Under the terms of the deal, which will ensure the DUP’s support for a vote this week on the Conservatives’ Queen’s speech, the pension triple lock and winter fuel payments will stay in place. Both policies were under threat in the Conservative manifesto.

posted by Sockin'inthefreeworld at 5:03 AM on June 26, 2017 [2 favorites]


Jesus. That's outright theft.
posted by Artw at 5:31 AM on June 26, 2017 [1 favorite]


Extra funding for NI...
An extra £400m for infrastructure over two years

An extra £150m for broadband over two years

An extra £100m over two years for health and education

An extra £200m over two years for health service transformation

An extra £100m over five years to tackle deprivation

An extra £50m over five years for mental health.
That's nice.

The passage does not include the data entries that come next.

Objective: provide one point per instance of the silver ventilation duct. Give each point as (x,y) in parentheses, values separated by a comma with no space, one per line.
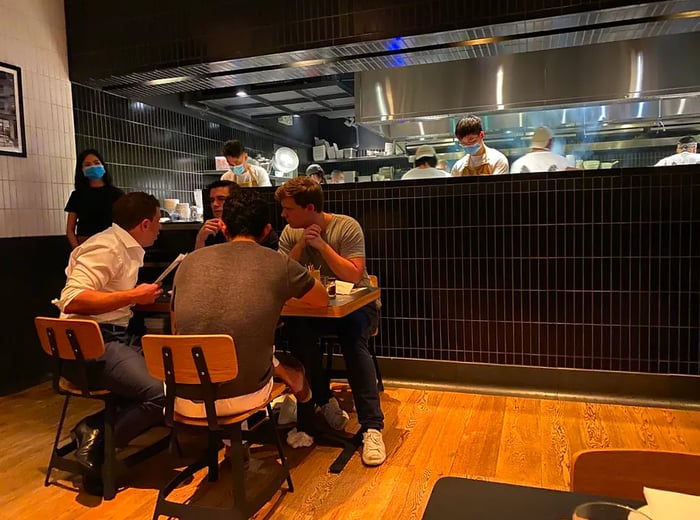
(621,87)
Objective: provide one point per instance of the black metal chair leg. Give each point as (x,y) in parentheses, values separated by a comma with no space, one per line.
(237,468)
(109,478)
(54,449)
(278,441)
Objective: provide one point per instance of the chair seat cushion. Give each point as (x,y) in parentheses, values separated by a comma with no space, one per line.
(277,390)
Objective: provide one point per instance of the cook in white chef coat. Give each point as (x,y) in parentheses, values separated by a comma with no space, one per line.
(541,158)
(243,173)
(480,159)
(686,153)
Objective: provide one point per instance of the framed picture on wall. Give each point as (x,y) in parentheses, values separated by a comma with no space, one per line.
(12,140)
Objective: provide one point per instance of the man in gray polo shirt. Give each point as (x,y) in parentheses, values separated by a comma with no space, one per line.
(210,285)
(336,244)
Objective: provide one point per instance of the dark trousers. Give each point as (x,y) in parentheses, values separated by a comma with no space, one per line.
(122,370)
(353,333)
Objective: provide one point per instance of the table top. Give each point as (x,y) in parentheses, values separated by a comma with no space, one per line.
(455,497)
(341,305)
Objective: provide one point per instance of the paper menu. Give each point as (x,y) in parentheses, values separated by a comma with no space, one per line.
(172,266)
(668,505)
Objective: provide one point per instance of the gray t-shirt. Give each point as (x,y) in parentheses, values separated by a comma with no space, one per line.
(343,234)
(238,288)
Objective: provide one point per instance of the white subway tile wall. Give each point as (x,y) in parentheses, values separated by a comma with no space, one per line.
(34,189)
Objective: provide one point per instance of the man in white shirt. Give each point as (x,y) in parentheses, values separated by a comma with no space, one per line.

I guess people in England, Wales and Scotland will be thrilled to bits their fellow citizens across the Irish Channel have been thus blessed.
posted by Mister Bijou at 5:35 AM on June 26, 2017


Suprised they didn't just drop it directly in DUP pockets, thought no doubt it'll find its way there somehow.
posted by Artw at 5:40 AM on June 26, 2017 [2 favorites]


That'll just about cover the costs of the Renewable Heat Incentive, which is nice.
posted by dng at 6:04 AM on June 26, 2017 [3 favorites]

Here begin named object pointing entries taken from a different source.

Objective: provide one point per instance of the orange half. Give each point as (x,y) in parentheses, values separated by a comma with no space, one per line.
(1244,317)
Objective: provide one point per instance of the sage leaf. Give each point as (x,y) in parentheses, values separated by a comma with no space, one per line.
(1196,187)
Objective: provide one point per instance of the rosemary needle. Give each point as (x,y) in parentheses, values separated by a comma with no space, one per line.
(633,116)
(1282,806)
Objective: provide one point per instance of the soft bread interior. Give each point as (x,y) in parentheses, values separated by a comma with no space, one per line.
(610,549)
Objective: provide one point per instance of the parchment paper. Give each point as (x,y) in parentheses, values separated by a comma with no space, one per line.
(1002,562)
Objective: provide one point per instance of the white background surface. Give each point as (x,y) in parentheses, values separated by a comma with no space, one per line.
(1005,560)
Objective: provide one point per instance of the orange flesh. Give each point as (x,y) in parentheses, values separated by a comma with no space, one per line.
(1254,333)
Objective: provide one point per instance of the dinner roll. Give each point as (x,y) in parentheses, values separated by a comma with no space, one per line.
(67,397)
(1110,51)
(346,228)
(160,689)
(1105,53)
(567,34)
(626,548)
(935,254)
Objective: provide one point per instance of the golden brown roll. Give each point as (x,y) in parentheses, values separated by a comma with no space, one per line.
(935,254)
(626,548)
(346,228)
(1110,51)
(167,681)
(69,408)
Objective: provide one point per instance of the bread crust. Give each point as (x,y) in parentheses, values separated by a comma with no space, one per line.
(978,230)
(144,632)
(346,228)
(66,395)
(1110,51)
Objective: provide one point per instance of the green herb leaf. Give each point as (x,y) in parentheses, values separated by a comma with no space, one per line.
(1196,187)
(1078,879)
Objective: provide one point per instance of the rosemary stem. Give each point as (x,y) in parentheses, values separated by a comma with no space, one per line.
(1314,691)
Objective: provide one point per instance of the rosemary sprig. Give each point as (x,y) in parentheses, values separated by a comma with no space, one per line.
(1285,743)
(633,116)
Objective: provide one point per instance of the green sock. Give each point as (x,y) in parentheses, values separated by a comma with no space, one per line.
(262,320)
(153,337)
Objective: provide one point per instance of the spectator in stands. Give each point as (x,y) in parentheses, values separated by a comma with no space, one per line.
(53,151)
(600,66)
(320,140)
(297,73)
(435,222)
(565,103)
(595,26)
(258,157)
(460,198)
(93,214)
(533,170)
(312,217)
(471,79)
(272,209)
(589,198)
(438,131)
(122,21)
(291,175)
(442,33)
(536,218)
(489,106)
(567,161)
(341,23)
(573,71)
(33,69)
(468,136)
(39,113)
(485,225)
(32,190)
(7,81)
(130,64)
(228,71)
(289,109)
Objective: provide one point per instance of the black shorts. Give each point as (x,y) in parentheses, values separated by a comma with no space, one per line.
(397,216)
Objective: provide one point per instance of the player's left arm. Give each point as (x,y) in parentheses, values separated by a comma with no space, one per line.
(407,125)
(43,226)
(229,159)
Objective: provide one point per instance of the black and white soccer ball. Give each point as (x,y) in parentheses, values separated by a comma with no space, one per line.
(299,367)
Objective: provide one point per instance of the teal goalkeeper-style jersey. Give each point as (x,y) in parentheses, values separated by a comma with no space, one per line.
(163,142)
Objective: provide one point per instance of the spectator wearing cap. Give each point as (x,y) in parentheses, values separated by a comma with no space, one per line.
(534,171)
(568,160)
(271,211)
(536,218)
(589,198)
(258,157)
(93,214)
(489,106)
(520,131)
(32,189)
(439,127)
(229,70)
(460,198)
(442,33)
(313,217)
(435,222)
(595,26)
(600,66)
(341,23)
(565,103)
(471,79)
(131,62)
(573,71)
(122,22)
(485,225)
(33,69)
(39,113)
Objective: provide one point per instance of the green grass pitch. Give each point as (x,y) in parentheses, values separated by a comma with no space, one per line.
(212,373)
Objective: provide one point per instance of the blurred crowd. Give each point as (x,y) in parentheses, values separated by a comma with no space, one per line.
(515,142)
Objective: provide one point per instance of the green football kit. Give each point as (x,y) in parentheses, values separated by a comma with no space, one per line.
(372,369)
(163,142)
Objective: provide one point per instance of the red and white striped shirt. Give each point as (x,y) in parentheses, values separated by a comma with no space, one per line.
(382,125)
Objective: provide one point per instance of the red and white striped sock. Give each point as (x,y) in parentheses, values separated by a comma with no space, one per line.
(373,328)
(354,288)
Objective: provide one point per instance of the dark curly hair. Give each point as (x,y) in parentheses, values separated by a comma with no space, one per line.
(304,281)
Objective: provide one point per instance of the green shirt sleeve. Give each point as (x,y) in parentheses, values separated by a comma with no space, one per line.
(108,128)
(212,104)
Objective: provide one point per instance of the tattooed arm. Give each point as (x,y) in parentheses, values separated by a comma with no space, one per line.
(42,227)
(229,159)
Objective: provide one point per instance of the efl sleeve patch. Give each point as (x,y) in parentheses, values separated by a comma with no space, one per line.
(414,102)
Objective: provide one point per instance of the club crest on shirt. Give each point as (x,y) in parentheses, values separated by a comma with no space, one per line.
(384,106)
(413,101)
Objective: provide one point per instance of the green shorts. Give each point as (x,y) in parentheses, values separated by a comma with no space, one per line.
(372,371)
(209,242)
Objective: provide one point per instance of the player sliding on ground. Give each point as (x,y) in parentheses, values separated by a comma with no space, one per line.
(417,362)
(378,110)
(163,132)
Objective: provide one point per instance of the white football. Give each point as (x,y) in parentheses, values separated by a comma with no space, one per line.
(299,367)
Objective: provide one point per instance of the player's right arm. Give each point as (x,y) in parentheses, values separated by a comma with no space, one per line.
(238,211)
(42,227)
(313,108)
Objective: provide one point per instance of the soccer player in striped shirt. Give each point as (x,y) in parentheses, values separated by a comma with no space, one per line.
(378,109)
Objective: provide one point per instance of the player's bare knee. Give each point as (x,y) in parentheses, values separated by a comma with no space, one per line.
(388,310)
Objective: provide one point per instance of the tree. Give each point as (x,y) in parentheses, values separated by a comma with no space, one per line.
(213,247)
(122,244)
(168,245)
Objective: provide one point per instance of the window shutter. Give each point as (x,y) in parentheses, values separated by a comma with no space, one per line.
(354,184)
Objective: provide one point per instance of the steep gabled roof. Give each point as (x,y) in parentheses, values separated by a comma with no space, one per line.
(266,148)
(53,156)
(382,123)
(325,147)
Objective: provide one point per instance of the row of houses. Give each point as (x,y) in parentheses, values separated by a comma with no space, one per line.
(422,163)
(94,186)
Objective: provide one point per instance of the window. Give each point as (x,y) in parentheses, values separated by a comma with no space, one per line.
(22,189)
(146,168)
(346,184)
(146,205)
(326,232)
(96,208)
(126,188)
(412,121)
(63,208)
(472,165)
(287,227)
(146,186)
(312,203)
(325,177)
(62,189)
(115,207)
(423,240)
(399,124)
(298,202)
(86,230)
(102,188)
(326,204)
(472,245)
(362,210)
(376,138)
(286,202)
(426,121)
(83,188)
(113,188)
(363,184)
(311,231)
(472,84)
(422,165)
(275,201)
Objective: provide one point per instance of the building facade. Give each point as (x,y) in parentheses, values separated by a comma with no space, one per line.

Suggested new slogan for Labour: "We send the DUP £3,846,153.84 a week*, let's fund our NHS instead."

*it is apparently possible to accurately cost these. That's just over 8,500 nurse salaries, fact fans.
posted by jaduncan at 6:16 AM on June 26, 2017 [4 favorites]


To be fair, NI citizens really do need the money compared to other regions.

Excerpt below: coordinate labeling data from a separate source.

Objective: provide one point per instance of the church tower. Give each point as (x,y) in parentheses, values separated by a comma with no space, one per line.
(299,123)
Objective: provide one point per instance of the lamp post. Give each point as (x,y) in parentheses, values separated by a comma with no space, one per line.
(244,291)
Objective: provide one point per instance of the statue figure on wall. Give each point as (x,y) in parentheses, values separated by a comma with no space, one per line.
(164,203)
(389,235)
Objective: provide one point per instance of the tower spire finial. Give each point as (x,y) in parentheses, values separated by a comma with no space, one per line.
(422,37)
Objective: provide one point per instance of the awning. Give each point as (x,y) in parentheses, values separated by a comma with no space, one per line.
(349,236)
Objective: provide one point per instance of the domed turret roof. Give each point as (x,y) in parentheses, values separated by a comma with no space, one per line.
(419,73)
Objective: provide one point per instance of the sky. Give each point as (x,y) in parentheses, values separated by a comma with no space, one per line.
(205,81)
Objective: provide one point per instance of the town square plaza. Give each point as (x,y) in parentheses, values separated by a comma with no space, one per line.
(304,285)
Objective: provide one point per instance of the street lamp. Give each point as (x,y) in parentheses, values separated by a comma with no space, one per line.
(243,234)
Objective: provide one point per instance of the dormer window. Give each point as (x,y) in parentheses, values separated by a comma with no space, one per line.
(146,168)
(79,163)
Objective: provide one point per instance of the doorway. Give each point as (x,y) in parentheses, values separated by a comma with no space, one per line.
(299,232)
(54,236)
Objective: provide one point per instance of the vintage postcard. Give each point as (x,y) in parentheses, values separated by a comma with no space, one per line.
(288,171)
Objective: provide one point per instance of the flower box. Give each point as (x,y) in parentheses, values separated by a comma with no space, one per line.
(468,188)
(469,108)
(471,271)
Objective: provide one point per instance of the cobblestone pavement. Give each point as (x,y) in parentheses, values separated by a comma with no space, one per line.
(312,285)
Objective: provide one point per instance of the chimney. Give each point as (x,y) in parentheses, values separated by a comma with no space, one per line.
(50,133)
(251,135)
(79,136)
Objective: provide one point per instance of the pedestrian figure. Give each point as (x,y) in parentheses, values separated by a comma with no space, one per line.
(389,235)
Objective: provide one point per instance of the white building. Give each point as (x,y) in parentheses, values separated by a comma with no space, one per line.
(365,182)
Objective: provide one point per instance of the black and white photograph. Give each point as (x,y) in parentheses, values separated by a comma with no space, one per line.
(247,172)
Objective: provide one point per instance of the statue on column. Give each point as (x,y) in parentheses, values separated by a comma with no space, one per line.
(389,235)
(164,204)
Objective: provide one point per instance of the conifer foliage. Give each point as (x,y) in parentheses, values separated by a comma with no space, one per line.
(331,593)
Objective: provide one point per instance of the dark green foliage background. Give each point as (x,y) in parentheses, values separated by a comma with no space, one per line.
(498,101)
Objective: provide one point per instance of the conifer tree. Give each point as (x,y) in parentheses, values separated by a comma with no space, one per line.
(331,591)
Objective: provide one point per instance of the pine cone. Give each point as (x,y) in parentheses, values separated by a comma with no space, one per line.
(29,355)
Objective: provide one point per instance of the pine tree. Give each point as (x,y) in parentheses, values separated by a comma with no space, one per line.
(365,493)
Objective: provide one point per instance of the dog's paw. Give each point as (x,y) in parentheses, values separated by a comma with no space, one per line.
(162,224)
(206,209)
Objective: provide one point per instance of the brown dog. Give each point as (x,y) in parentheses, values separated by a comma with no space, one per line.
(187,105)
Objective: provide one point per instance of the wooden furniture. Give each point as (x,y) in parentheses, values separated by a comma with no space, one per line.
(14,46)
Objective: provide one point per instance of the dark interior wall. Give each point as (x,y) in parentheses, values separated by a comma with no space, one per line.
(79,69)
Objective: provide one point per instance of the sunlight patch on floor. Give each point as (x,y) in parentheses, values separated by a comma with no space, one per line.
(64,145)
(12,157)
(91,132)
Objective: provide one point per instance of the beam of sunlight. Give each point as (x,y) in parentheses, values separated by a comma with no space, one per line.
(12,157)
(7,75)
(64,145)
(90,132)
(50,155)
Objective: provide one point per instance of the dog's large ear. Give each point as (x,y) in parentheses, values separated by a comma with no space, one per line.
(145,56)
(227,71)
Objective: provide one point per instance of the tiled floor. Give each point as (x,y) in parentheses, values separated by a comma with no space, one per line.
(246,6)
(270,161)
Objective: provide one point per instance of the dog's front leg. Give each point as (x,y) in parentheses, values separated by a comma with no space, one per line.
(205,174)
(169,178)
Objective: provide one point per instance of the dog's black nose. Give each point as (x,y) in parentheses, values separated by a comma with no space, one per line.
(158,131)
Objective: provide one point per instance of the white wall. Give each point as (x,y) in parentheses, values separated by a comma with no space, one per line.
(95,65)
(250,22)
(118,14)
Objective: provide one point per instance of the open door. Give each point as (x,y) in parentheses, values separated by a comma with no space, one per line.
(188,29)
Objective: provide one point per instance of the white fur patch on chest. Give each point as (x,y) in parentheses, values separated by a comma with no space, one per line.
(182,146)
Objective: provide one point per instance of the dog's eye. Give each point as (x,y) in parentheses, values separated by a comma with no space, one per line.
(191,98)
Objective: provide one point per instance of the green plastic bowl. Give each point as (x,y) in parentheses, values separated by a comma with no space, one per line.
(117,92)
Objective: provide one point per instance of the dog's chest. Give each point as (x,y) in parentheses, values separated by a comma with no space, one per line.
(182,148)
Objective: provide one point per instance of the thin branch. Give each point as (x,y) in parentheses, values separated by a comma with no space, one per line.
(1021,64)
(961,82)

Not that they'll actually get it. But they need it.
posted by tel3path at 6:31 AM on June 26, 2017 [1 favorite]


More than, say, North Wales? The problem here isn't extra funding for deprived areas (I'm all in favour), it's the targeting of a bribe for political reasons.
posted by jaduncan at 6:34 AM on June 26, 2017 [3 favorites]


A hundred million pounds for an MP is much more expensive than the cash for questions days. Yet another way the private sector is more efficient I suppose.
posted by dng at 6:37 AM on June 26, 2017 [2 favorites]


They'll be bringing back rotten boroughs next. Much easier to maintain
posted by dng at 6:41 AM on June 26, 2017 [1 favorite]


Given that HMG will no longer publish stats on the most deprived areas of the UK as a whle, I'm going to have to make an ironic choice. Eurostat have looked at the richest and most deprived areas of Northern Europe (2011 data, admittedly), taking purchasing parity into account.

Here's the UK data:


Region, % GDP per Capita, GDP per Capita,
West Wales 64 16800
Cornwall & Isles of Scilly 64 16200
Durham and Tees Valley 71 17900
Lincolnshire 74 18500
South Yorkshire 75 18700
Shropshire and Staffs 77 19300
Lancashire 78 19600
Northern Ireland 78 19700
East Yorks & North Lincs 80 20100

These are ordered, so I'm not sure that I'd agree that NI is uniquely needy. Why won't that funding be going to Wales? Well, because it's got Labour/Plaid MPs. That's pretty corrupt, IMO; openly directing funds to reward a government's political supporters rather than on the basis of need is pretty banana republic.

Apologies for the formatting, I don't think Mefi has support for tabs/spacing.
posted by jaduncan at 7:01 AM on June 26, 2017 [3 favorites]


New thread.
posted by EndsOfInvention at 7:18 AM on June 26, 2017


> Apologies for the formatting, I don't think Mefi has support for tabs/spacing.
<pre> is your friend
Region              % GDP per Capita   GDP per Capita
West Wales                   64           16800
Cornwall & Isles of Scilly   64           16200
Durham and Tees Valley       71           17900
Lincolnshire                 74           18500
South Yorkshire              75           18700
Shropshire and Staffs        77           19300
Lancashire                   78           19600
Northern Ireland             78           19700
East Yorks & North Lincs     80           20100
( I know, new thread; I just don't want to clutter that with dupes right away)
posted by farlukar at 8:10 AM on June 26, 2017 [4 favorites]


Godamnit. Thank you, farlukar. Noted for future.